A mild winter across the region, above average temperatures in March, and insufficient rainfall in the Cumberland River Basin during the month of April have resulted in lower than normal lake levels at area reservoirs. Corps water managers rely on runoff from rainfalls in April to fill the pools of reservoirs in the Basin. At J. Percy Priest Lake, the current reservoir level is 3.7 feet below the elevation it should be for this time of year. Likewise, Lake Barkley is approximately 2.8 feet lower than normal. According to the National Weather Service, much of the Cumberland River Basin is considered to be in moderate drought.

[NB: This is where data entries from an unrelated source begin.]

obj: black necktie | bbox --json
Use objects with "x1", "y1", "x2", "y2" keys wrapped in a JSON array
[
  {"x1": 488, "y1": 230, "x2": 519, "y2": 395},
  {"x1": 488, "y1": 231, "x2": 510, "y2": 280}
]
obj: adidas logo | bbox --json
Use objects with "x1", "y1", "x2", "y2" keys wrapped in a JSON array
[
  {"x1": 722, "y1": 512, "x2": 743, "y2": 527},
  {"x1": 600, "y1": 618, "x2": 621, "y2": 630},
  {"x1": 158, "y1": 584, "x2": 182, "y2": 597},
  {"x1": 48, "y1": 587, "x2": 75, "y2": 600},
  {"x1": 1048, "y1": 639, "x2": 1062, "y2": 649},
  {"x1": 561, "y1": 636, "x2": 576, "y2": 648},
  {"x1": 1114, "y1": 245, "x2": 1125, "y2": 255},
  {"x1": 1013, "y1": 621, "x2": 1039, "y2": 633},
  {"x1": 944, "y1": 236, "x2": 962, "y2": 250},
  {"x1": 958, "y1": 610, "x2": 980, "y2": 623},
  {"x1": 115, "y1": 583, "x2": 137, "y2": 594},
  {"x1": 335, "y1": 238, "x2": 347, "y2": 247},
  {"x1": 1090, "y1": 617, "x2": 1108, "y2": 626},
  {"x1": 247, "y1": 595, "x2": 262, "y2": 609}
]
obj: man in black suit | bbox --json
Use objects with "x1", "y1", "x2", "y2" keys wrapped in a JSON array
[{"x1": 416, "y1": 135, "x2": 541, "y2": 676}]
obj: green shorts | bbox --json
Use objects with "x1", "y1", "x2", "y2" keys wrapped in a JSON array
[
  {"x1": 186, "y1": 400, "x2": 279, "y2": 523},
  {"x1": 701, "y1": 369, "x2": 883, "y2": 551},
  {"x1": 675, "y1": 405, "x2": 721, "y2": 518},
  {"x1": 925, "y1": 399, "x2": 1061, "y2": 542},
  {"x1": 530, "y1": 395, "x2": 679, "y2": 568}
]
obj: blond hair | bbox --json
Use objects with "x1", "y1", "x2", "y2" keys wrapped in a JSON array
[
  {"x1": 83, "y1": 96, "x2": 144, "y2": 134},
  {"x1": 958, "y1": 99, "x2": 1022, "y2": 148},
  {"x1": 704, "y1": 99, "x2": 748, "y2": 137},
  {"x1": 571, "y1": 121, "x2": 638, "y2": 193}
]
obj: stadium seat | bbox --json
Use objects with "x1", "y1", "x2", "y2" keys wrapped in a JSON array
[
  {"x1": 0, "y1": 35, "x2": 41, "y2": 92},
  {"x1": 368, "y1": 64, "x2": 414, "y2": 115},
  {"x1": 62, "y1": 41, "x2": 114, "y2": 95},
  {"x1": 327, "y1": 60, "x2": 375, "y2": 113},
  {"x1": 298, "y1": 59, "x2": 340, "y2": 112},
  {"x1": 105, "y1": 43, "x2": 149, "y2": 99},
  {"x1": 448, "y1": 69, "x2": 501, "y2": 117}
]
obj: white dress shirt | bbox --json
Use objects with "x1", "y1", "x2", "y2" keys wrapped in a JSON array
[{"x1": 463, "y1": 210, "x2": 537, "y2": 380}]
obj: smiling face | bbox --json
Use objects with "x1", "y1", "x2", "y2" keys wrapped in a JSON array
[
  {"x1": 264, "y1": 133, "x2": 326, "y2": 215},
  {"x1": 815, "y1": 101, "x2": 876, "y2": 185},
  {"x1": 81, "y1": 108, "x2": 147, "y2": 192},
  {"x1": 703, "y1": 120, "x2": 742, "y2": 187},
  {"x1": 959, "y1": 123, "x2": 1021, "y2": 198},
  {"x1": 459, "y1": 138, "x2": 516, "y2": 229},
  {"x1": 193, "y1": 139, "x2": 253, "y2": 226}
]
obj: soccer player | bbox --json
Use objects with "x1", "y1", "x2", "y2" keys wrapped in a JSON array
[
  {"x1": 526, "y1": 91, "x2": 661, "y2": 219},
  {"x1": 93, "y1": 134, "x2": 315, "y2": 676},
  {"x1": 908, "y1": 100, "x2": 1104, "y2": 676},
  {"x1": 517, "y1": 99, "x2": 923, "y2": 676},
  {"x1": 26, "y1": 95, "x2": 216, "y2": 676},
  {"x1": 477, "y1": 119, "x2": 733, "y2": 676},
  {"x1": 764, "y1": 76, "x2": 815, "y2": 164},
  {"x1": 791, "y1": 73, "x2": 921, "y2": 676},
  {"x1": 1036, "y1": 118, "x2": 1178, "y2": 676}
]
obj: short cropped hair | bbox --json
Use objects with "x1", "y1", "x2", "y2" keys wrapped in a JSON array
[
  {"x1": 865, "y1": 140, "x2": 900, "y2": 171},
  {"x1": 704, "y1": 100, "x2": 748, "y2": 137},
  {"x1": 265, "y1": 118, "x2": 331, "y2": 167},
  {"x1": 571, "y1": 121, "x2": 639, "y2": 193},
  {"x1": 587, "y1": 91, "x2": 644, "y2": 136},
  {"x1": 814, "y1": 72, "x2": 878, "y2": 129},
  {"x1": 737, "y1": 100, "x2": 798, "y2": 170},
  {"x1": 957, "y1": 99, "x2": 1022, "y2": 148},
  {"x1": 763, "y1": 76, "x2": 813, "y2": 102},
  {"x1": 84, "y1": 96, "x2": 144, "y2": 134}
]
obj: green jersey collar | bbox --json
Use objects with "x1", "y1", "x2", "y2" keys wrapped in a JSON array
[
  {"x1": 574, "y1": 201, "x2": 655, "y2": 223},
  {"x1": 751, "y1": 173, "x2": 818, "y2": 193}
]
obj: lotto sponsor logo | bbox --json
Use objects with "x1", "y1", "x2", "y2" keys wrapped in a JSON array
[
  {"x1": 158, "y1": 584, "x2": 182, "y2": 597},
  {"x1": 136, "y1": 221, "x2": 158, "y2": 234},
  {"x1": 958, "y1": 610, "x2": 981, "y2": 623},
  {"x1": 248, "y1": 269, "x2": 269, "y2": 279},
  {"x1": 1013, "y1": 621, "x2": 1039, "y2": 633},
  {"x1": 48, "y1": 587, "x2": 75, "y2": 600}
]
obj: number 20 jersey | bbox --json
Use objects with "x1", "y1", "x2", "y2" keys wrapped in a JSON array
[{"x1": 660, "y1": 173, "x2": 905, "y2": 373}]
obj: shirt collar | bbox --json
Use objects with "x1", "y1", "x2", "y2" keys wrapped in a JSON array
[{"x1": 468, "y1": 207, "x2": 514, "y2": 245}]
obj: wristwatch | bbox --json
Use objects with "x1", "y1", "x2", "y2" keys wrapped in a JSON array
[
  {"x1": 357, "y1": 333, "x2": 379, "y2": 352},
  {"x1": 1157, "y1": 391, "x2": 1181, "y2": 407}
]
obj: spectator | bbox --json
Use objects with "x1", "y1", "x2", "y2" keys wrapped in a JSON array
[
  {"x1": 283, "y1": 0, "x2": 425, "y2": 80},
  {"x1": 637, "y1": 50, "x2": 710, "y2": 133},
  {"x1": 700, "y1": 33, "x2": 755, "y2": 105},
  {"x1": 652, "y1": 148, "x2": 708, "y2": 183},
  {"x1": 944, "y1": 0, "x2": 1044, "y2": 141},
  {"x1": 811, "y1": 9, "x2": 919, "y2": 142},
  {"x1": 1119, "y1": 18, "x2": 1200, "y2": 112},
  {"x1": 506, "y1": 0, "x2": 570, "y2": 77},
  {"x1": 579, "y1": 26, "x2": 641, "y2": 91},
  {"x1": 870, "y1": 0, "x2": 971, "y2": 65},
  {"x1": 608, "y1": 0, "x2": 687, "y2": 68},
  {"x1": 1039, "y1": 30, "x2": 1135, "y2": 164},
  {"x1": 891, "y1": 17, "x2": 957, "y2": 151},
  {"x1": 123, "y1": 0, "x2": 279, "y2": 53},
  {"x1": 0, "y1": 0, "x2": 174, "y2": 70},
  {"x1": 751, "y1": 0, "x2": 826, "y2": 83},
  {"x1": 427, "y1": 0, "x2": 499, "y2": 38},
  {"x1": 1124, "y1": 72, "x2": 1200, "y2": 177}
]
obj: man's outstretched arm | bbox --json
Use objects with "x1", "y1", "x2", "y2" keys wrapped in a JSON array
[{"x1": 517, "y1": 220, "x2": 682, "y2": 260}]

Lower lake levels combined with significantly reduced flow in area streams have the potential to impact a wide range of benefits provided by the coordinated operation of the Cumberland River reservoir system. Similar conditions during the recent severe drought in 2007 and 2008 resulted in interruptions to commercial navigation through Nashville, taste and odor issues at regional water treatment facilities, reduced hydropower generation, and impacts to fish and aquatic life. The most visible indication of the drought conditions are often lower lake levels, which may cause hazards for boating on some lakes in the Cumberland River Basin.
Mitigating potential impacts because of drought largely is dependent upon two primary factors: the volume of cold water stored in reservoirs and the occurrence of adequate rainfall. Management of the available cold water is important to the health of the aquatic ecosystem and to ensure normal operation of major power plants at Gallatin and Cumberland City, Tenn. Seasonal outlooks from the National Weather Service Climate Prediction Center are for normal rainfall and above normal temperatures this summer. While rainfall is forecast to be normal from June through August, the runoff from typical summer rain events is not sufficient to fully support the benefits the Cumberland River reservoir system is expected to provide. Normally, water stored during the spr ing at the tributary projects (Wolf Creek, Dale Hollow, Center Hill and J. Percy Priest) is used to supplement flows through the Cumberland River lock and dam projects (Cordell Hull, Old Hickory, Cheatham and Barkley) during this period. However, reduced water in storage at Wolf Creek and Center Hill Dams (two largest tributary projects in the Cumberland River system), where there are lake level restrictions in place because of dam safety concerns, will limit the Corps’ ability to respond to low flow conditions. Without lake level restrictions, an adequate volume of cold water would have been stored at these two projects in the spring for release to meet downstream requirements during summer and fall.
As particular impacts are known at specific reservoirs, the Corps of Engineers will keep the public informed.